HASH = 1¶: Hash index. Can be used with equality predicates.

BITMAP = 2¶: Bitmap index. Can be used with equality predicates.

class ReconnectMode[source]¶

Bases: object

Reconnect options.

OFF = 0¶: Prevent reconnect to cluster after a disconnect.

ON = 1¶: Reconnect to cluster by blocking invocations.

ASYNC = 2¶: Reconnect to cluster without blocking invocations. Invocations will receive ClientOfflineError

class TopicOverloadPolicy[source]¶

Bases: object

A policy to deal with an overloaded topic; a topic where there is no place to store new messages.

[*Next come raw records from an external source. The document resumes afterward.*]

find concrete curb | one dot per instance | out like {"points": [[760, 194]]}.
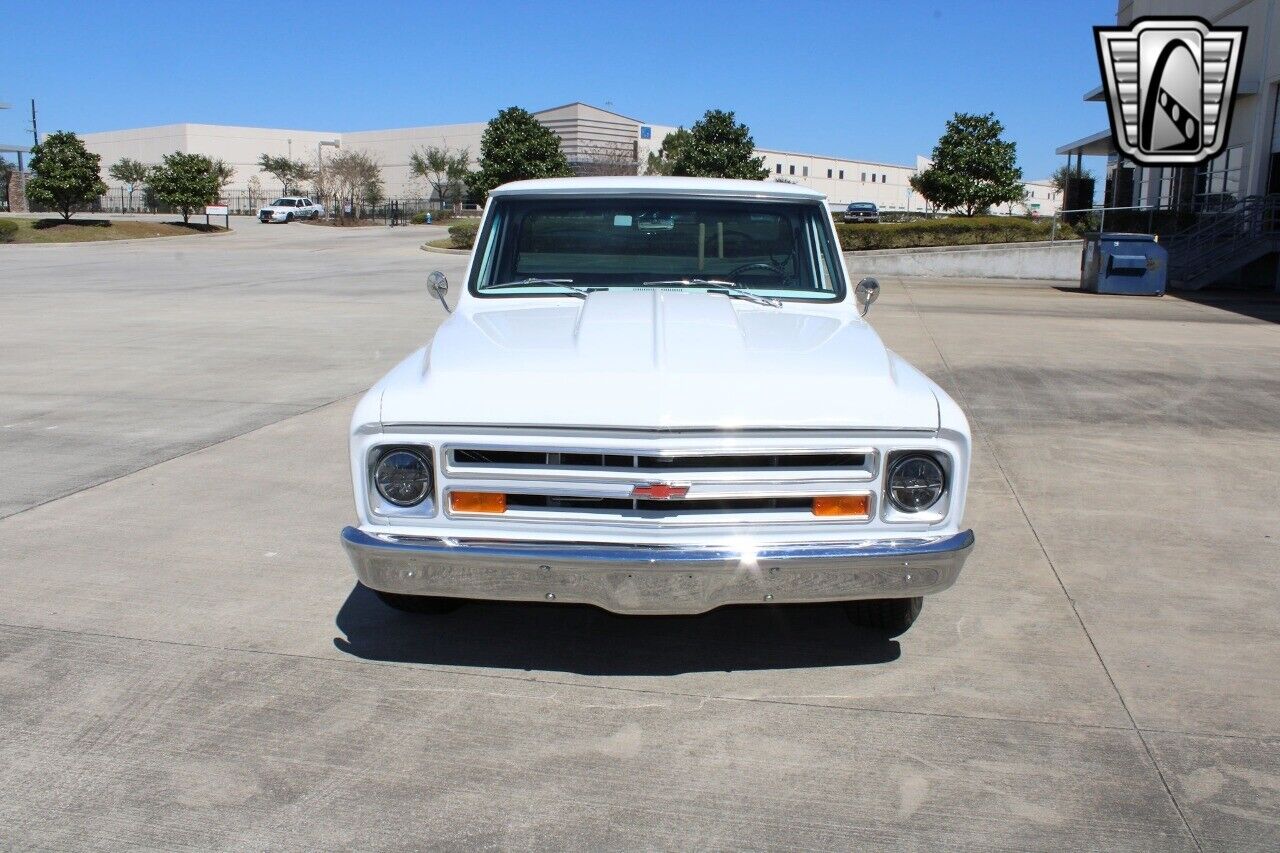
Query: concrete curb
{"points": [[444, 251], [127, 240]]}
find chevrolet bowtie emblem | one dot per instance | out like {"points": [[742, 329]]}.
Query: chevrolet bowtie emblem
{"points": [[659, 491], [1170, 86]]}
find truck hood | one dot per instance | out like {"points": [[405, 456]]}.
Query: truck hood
{"points": [[657, 360]]}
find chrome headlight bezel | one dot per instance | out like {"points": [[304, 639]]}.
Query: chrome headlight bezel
{"points": [[933, 512], [388, 503]]}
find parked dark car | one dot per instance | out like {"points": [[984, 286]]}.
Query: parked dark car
{"points": [[862, 211]]}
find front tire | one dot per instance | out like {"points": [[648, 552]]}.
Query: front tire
{"points": [[890, 615], [428, 605]]}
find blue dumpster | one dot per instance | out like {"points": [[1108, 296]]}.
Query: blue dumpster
{"points": [[1124, 264]]}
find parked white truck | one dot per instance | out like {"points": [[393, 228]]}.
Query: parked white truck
{"points": [[658, 396], [289, 208]]}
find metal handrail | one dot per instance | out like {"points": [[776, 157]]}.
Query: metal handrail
{"points": [[1101, 210], [1217, 238]]}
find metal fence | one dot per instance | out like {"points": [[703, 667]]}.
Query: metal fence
{"points": [[247, 204]]}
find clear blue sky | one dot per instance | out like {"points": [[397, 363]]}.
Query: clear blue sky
{"points": [[862, 80]]}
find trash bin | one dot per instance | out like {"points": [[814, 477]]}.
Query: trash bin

The reliable topic uses a hazelcast.proxy.ringbuffer.Ringbuffer to store the messages. A ringbuffer doesn’t track where readers are, so it has no concept of a slow consumers. This provides many advantages like high performance reads, but it also gives the ability to the reader to re-read the same message multiple times in case of an error.

A ringbuffer has a limited, fixed capacity. A fast producer may overwrite old messages that are still being read by a slow consumer. To prevent this, we may configure a time-to-live on the ringbuffer.

Once the time-to-live is configured, the TopicOverloadPolicy controls how the publisher is going to deal with the situation that a ringbuffer is full and the oldest item in the ringbuffer is not old enough to get overwritten.

Keep in mind that this retention period (time-to-live) can keep messages from being overwritten, even though all readers might have already completed reading.

DISCARD_OLDEST = 0¶

Using this policy, a message that has not expired can be overwritten.

No matter the retention period set, the overwrite will just overwrite the item.

This can be a problem for slow consumers because they were promised a certain time window to process messages. But it will benefit producers and fast consumers since they are able to continue. This policy sacrifices the slow producer in favor of fast producers/consumers.

DISCARD_NEWEST = 1¶: The message that was to be published is discarded.

BLOCK = 2¶: The caller will wait till there space in the ringbuffer.

ERROR = 3¶: The publish call immediately fails.